Flippers, baby-foot, jeux vidéo… La Monnaie de Paris se transforme en salle d’arcade

Flippers, baby-foot, jeux vidéo… La Monnaie de Paris se transforme en salle d’arcade

Leur âge d’or s’étire sur trois décennies, de la fin 1960 à la fin 1990. Mais, dès les années 1950, les jeux automatiques à pièces surgissent dans les cafés. Les exploitants démarchent alors les débits de boisson de l’Hexagone pour y installer flippers et baby-foot, et partager les bénéfices avec le patron. Très vite, ces machines lumineuses et bruyantes incarnant une nouvelle forme de sociabilité séduisent la jeunesse, celle notamment des “bandes” et des “blousons noirs”, perçue comme turbulente, oisive, voire déviante. Quand la France, en pleine croissance, entre de plain-pied dans la société de consommation, le phénomène s’amplifie. Avec ses propres références, pour beaucoup issues d’outre-Atlantique, les jeunes constituent désormais un groupe social à part entière. Les yéyés dansent autour du juke-box, nouveau venu au bistrot. Le baby trouve sa forme définitive, qui a toujours court aujourd’hui chez les fabricants. Le flipper innove pour s’engager dans l’ère électromécanique.
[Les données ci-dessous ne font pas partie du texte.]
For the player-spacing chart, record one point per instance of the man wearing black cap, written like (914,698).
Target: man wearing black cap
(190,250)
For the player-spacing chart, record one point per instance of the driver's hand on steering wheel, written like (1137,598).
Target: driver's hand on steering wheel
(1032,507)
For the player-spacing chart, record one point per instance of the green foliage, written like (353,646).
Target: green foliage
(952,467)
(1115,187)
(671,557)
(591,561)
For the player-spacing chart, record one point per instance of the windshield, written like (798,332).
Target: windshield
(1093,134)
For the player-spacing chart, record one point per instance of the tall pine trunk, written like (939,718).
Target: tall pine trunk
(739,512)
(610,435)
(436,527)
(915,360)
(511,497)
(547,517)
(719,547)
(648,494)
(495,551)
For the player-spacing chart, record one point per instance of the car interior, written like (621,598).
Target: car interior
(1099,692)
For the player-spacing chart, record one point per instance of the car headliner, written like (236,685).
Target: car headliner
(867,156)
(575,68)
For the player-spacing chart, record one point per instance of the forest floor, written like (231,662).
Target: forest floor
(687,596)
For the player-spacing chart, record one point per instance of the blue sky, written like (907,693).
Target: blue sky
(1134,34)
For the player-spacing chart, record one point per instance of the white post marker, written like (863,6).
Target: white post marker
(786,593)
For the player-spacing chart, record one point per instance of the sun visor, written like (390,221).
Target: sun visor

A la Monnaie de Paris, jusqu’au 30 juin, c’est comme si on y était. Une plongée dans l’effervescence de ces années-là avec, sur fond de décors rappelant les cafés et salles d’arcade, les fameuses machines de divertissement à pièces. Pour favoriser l’immersion des visiteurs, le musée n’a pas hésité à éditer, dans son usine de Pessac (Gironde), des jetons spécifiques que chacun reçoit à l’entrée de l’exposition pour pouvoir activer les jeux, tous fonctionnels, dans les conditions réelles de l’époque.

Bruit, fureur, excitation, découverte, ou nostalgie pour certains, sont donc partie prenante de la visite, qui interroge en arrière-plan la valeur et l’usage de l’argent – de poche, principalement – chez ce public majoritairement adolescent. Le parcours Insert Coin, ainsi que l’ont baptisé les maîtres d’œuvre de l’exposition Nicolas Galiffi et Jean-Baptiste Clais, deux spécialistes de la pop-culture, ne néglige aucun détail, du prix de la baguette ou de la place de cinéma, décennie après décennie. Se rappelle-t-on que, dans les années 1980, le ticket de métro coûtait 3 francs, un peu plus cher qu’une partie de jeu vidéo (2 francs) ?

Face à la concurrence de Pong, bientôt suivi de Space Invaders, surgis au cours des années 1970, les fabricants de flippers introduisent l’électronique dans leurs bécanes, empruntant au passage les thèmes en vogue dans la littérature jeunesse ou sur le grand écran : science-fiction, univers spatial, western… Des salles d’arcade s’installent un peu partout pour offrir aux passionnés une plus grande diversité de jeux. La course effrénée à l’innovation se poursuit au cours de la décennie suivante, qui voit le perfectionnement tant technique que graphique des machines, la propagation des bornes standardisées et l’arrivée de Pac-Man, qui incarnera des années durant l’engouement des joueurs pour le high score : passer des heures à tenter de battre le record en cours, préfigurant ce qu’on appellera plus tard l’e-sport.

“Arkanoid” (bonne d’arcade), 1986.

Fin de partie avec l’avènement du numérique qui va rebattre les cartes du divertissement collectif, l’arrivée graduelle d’Internet, des consoles portables et des smartphones métamorphosant progressivement les pratiques : le jeu devient individuel, le comptoir perd sa place de lieu incontournable où l’on se rencontre et s’amuse. Et même si, à la fin des années 2000, les geeks peuplant les start-up remettent au goût du jour les flippers et autres baby-foots devenus ringards, ils restent circonscrits à l’entreprise ou à la maison : exit les pièces de monnaie, place au free to play, en accès libre au bureau comme chez soi.